Endogenous retroviruses in the human genome are likely to pose a risk in regenerative medicine
HERV-K is expressed by SOX2 and moves on the genome through reverse transcription and integration. Image Credit: Kumamoto University

The researchers feel that their observation highlights a potential HERV risk when employing iPS cells in regenerative medicine.

The study of ancient retroviruses buried in human DNA necessitates an understanding of the history of coexistence with viral dangers. Researchers know that HERVs take up around 8% of the human genome and acquire mutations and deletions over extended periods. Early embryos express HERVs, which serve a variety of physiological roles in human evolution.

For instance, HERV-W and HERV-FRD Env proteins are necessary for placental development and HERV-K is hypothesized to defend host cells from external retrovirus infection. Uncontrollable HERV-K expression is also suspected to be linked to a variety of diseases, particularly cancer and neurological disorders, but the intricacies of this link in humans are unknown.

Since no replication-competent HERVs have been detected in the genome, they are assumed to be from an extinct (fossil) virus. HERV-K is expressed in SOX2-expressing cells, like those in early embryos, cancer stem cells, and iPS cells, according to a study team from Japan and the United States. They also discovered that in the lack of Env, the viral envelope glycoprotein, some HERV-K is freshly incorporated into the host DNA.

Since reverse transcriptase, integrase, and protease were required for this insertion, the scientists speculate that the HERV-K buried in the human genome is not a fossil virus, but rather travels on the genome through the creation of proviral DNA reverse transcription.

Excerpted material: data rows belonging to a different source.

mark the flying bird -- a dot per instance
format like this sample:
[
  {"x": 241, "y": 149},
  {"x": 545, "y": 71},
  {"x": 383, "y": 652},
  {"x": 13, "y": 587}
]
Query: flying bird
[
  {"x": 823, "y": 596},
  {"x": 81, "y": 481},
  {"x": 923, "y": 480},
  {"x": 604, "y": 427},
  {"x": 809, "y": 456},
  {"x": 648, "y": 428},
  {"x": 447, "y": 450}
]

When the scientists evaluated the HERV-K integration sites in iPS and fibroblast cells from the same donor, they discovered that iPS cells had new HERV-K integration sites. The new integration site, on the other hand, was rarely retained and eventually vanished during long-term culturing. Since HERV-K is expected to be spontaneously incorporated into the genome, HERV-K retrotransposed cells may survive primarily due to their integration site.

By modifying the gene expression profile, HERV-K migration on the genome may induce cancer and neurological illnesses. Although the researchers feel that the danger of HERV-K transposition in iPS cells is low, they recommend that tracking HERV-K integration sites be carefully examined to increase the efficacy of regenerative therapy employing iPS cells.

Source:
Journal reference:

Monde, K., et al. (2022) Movements of Ancient Human Endogenous Retroviruses Detected in SOX2-Expressing Cells. Virology. doi.org/10.1128/jvi.00356-22.